Aspen trees respond to intense beaver cutting by producing a chemical with a taste beavers dislike. Clearly beavers have been cutting aspens for a long time. They hoard sticks underwater for winter food, which with the warmly built lodge enabled survival in prehistoric bitter winters. Researchers believe that stone-age people found beaver lakes a suitable home environment, full of plants, ready- cut wood, fish and birds. Not to mention fur-bearing animals. The fascinating folklore from First Nations people contains beavers. Sadly, the snug fur proved too saleable to European merchants and their profits from felted beaver hats assured the decimation of the iconic creatures.

Then we explore the gradual dawn of a conservation movement and Canada's national parks. James Watt created the first beaver preserve in the 1920s with the aid of Cree locals, who agreed to trap a limited number only when the population had been restored. Eric Collier went further by restoring old beaver dams - which brought back waterfowl - until he could acquire some live beavers to take them in hand.

Hat making past and present is described, and the fur trade discussed. A trip around an auction warehouse disturbed Backhouse more than she'd realised. I confess to skipping the part about skinning. Frances Backhouse gains my admiration for investigating every part of this story herself, including the Skagit Delta where a researcher proved that the tidal pools created by beaver dams provided a low-tide habitat for fish such as juvenile salmon. The canny creatures also dig canals to swim from one place to another safe from predators.

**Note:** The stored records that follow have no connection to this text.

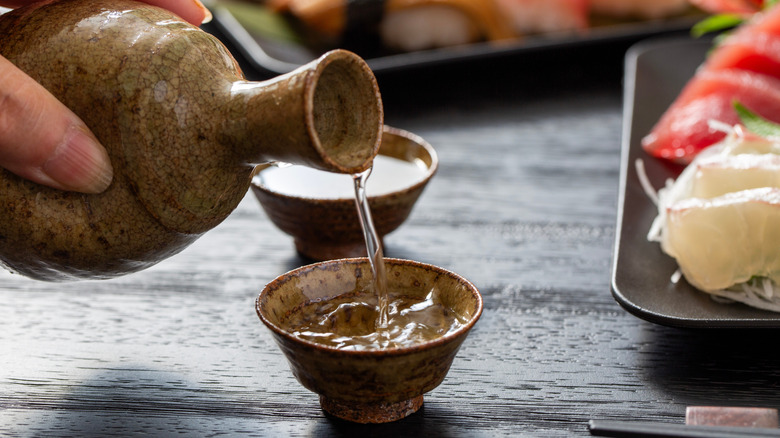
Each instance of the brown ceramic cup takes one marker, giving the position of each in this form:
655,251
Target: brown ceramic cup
373,385
326,229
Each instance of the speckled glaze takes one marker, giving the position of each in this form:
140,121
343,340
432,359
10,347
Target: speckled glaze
370,386
182,126
326,229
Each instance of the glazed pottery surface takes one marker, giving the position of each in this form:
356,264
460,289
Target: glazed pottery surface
368,386
326,229
183,129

Beaver landscaping can work even faster than suspected and can change the face of a river valley. I found this section extremely interesting, having read books about water issues. Without dams, a river flows fast and incises its way down steeply into rock, and the water table of the land drops. Dammed rivers spread, deposit sediment and seep water down into aquifers, which may be what a warming, drying world needs. The plants supported in the shallows also recycle water through evapotranspiration, providing rainfall; dammed peatlands don't dry out and shrink; rivers don't flash-flood. Hydrologists are only now studying how keystone species beavers, which used to live in every headwater stream, alter watersheds, and I found the results to date fascinating. Astonishingly Idaho beavers have been literally parachuted in to new locations by the Fish and Game Department; other park managers have developed systems to keep water levels manageable rather than kill beavers.

Anyone interested in learning about beavers, from the historical aspect to the keystone species aspect, will be captivated by ONCE THEY WERE HATS: IN SEARCH OF THE MIGHTY BEAVER.

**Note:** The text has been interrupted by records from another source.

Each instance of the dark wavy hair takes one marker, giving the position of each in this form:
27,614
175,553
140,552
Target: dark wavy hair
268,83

Learn more about Once They Were Hats: In Search Of The Mighty Beaver

SUMMARY

Beavers, those icons of industriousness, have been gnawing down trees, building dams, shaping the land, and creating critical habitat in North America for at least a million years. Once one of the continent’s most ubiquitous mammals, they ranged from the Atlantic to the Pacific, and from the Rio Grande to the edge of the northern tundra. Wherever there was wood and water, there were beavers — 60 million (or more) — and wherever there were beavers, there were intricate natural communities that depended on their activities. Then the European fur traders arrived.

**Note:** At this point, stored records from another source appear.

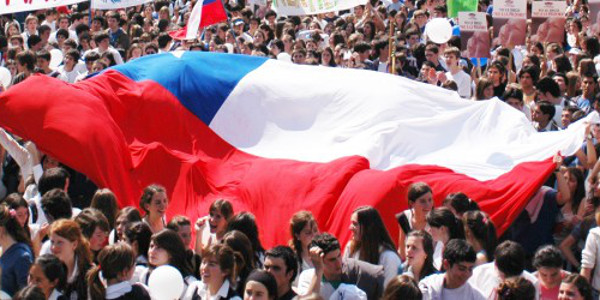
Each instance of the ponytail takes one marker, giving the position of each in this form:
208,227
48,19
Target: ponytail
97,289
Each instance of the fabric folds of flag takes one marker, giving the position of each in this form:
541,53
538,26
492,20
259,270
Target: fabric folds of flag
276,138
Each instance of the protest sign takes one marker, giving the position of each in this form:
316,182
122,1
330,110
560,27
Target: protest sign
311,7
510,22
548,21
474,34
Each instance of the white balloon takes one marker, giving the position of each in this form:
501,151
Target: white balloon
165,283
56,58
438,30
5,77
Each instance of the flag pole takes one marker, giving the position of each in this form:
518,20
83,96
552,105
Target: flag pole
230,25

In ONCE THEY WERE HATS, Frances Backhouse examines humanity’s 15,000-year relationship with Castor canadensis, and the beaver’s even older relationship with North American landscapes and ecosystems. From the waterlogged environs of the Beaver Capital of Canada to the wilderness cabin that controversial conservationist Grey Owl shared with pet beavers; from a bustling workshop where craftsmen make beaver-felt cowboy hats using century-old tools to a tidal marsh where an almost-lost link between beavers and salmon was recently found, Backhouse goes on a journey of discovery to find out what happened after we nearly wiped this essential animal off the map, and how we can learn to live with beavers now.